PLANETARY PAMPHLETEER February 9, 2009 Orrin C. Judd (Hanover, NH USA) 2 out of 2 found this review helpful
Not to say you oughtn't...but before you decide to retire to Mars you really ought to read Dr. Robert Zubrin's informative and very funny new book, How to Live on Mars. Written from the perspective of a Robert Zubrin who was born on Mars in 2071, it's a chatty, snarky sort of pamphlet, that's equal parts encouragement for new settlers, score-settling with various technologies and strategies that Mr. Zubrin disfavors, space science made comprehensible for laymen, and patriotic boosterism for the socio-econo-political system that the author envisions arising on Mars--nakedly capitalistic and generally libertarian.
Had I realized just how scatalogical the humor is I might not have let him, but our 11-year old grabbed the book as soon as it came into the house and read it cover to cover. He's now eager to move to the Red Planet, if for no other reason than, "to get as far away from you as possible." At any rate, it'll encourage many to want to make the move, but ensure that they're making an informed decision. That it amuses in the meantime makes it worth anyone's time and attention.
Mr. Zubrin's Middle East satire, Holy Land is also, unfortunately, timely at the moment.
Mars is a Harsh Mistress January 21, 2009 James F. Mcenanly 1 out of 1 found this review helpful
This book is half way to being a pretty good novel. In this book, Dr Zubrin provides a very well thought milieu, including a convincingly rendered Martian planetary environment , a group of settlements, based loosely on a cross between the old West and the Original colonies, and a repressive, Nanny-state regime on Earth, extrapolated from the present in the best Heinlein `If this goes on `tradition.

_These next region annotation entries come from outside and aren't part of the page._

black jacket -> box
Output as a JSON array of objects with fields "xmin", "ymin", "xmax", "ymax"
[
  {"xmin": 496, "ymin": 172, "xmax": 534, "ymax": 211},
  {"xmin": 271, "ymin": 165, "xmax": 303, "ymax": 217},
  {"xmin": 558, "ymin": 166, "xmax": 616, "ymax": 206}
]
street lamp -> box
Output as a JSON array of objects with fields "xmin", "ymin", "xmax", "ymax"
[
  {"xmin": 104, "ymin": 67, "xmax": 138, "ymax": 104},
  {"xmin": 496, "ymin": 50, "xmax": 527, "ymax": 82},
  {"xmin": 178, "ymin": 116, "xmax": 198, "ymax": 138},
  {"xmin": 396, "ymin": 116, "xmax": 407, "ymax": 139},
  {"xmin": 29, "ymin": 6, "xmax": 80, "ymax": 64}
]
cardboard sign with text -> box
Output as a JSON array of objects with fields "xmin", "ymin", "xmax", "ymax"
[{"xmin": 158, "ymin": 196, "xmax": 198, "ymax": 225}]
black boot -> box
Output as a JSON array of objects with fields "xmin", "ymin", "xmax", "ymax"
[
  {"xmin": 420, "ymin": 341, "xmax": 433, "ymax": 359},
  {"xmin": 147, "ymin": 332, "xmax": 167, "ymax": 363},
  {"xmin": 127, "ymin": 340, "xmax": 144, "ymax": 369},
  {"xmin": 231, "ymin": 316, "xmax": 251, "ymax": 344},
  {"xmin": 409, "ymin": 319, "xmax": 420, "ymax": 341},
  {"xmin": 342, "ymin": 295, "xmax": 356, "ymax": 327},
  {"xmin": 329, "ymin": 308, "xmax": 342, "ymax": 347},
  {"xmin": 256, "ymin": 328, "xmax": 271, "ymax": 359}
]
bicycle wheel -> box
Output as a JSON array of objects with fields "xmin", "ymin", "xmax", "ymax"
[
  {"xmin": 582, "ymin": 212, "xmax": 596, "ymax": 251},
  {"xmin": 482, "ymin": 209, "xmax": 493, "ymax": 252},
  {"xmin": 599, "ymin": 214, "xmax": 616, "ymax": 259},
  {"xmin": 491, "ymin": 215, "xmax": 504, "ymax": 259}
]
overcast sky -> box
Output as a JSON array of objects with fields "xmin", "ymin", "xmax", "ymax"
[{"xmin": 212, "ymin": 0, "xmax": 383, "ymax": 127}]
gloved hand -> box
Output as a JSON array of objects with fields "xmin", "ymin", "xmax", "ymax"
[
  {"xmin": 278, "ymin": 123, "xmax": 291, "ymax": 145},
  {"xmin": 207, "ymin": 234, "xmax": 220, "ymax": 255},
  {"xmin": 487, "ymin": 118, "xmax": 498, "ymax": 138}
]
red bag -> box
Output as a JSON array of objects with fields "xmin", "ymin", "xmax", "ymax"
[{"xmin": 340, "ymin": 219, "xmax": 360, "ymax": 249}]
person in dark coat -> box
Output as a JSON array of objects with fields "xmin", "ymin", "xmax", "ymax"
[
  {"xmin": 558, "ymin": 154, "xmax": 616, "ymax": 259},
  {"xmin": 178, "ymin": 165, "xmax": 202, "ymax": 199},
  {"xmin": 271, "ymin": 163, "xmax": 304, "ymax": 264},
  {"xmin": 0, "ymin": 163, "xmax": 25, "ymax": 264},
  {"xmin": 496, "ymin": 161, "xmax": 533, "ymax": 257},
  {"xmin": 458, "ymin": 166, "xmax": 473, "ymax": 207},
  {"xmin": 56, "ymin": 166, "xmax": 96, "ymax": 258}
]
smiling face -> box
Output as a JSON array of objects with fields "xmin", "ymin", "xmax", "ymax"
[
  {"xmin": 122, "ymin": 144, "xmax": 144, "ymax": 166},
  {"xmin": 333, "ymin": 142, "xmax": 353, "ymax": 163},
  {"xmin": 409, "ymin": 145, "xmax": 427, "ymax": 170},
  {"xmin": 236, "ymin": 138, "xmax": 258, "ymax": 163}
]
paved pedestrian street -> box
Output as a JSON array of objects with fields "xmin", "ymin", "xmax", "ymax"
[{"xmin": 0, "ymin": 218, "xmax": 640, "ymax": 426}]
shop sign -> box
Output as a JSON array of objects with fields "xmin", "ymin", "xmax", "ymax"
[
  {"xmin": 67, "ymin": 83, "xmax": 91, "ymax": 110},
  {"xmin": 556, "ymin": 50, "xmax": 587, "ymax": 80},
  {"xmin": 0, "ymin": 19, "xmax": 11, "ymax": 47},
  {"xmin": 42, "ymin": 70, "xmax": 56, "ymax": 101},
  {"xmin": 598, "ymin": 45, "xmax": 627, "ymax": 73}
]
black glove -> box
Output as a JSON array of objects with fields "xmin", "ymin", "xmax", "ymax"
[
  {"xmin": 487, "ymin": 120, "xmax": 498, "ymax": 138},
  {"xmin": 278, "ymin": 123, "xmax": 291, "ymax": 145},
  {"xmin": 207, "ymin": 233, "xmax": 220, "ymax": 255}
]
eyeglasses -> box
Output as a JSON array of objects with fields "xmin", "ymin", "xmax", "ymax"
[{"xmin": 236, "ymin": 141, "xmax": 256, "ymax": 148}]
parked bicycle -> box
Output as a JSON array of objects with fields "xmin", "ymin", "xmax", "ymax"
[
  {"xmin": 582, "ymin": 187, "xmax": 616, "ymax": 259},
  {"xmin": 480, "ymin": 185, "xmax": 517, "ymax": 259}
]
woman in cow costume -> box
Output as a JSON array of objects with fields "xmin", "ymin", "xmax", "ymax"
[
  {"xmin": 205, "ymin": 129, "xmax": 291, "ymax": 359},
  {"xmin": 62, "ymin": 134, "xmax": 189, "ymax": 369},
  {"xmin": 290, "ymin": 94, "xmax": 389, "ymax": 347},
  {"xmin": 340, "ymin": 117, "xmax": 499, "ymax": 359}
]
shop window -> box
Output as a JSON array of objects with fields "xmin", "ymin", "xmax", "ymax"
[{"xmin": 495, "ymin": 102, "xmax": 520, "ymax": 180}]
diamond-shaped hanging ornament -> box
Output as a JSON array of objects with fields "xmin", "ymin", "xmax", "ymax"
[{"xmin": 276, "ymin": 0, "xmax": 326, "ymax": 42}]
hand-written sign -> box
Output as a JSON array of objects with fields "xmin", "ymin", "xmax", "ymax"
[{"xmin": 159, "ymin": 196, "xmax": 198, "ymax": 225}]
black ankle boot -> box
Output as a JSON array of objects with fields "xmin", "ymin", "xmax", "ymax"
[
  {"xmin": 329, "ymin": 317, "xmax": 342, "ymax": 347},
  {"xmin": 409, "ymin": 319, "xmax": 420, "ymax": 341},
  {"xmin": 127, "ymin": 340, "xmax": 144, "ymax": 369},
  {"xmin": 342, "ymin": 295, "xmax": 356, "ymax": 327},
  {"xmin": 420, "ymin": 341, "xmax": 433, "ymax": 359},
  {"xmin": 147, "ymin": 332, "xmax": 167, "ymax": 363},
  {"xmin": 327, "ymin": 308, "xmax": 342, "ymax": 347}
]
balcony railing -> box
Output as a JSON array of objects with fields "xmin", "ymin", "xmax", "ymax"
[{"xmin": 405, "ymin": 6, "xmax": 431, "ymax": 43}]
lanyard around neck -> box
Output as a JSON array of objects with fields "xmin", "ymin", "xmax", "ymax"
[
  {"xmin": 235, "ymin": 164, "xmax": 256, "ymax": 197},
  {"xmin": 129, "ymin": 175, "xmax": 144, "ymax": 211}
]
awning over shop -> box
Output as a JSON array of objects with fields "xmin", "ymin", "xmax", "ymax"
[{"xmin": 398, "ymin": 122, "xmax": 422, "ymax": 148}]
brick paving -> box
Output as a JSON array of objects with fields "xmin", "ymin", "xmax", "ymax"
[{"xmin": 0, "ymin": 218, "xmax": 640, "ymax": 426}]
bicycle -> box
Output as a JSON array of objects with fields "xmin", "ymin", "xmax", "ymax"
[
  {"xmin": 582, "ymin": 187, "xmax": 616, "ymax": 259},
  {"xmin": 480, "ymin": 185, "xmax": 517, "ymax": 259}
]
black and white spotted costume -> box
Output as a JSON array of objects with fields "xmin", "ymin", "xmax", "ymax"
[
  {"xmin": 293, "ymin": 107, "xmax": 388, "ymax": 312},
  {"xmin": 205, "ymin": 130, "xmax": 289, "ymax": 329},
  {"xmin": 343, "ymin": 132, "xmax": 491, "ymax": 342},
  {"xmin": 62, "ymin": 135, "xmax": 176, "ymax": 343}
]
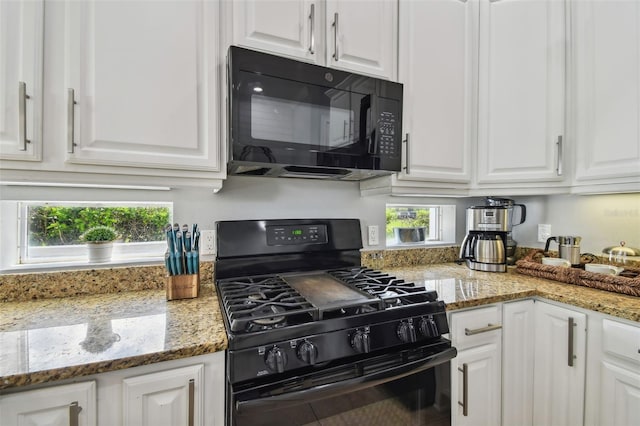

The book can be divided into two parts, basic survival , and thriving. Under `basic survival `
How to get to Mars
How to choose a spacesuit
How to choose your first ground rover
How to choose your homestead.
Choosing the right technologies for your hab.
How to save money on radiation protection.
How to survive in the desert
How to make anything.
How to grow food that is actually edible.
This is basic Robinson Crusoe stuff.
Further up the Maslow Pyramid we have how to Thrive on Mars. This includes
How to get a Job that pays well doesn't kill you.
How to fly on Mars.
How to invest your savings.
How to make discoveries that will make you famous.
How to be a social success on Mars
How to avoid bureaucratic prosecution.
All of these involve avoiding the well worn paths set out by the Terrestrial Nanny state, the sisterhood or the two working in tandem.
Zubrin sets these out in entertaining fashion,.
Other than the Martian Authority, which is a branch of the terrestrial Nanny state, and the Sisterhoods, which seems to be an interplanetary teamsters union, there are no characters. Without characters, there is no plot, but this book would be a good start for a budding Heinlein, or a aspiring Martian settler.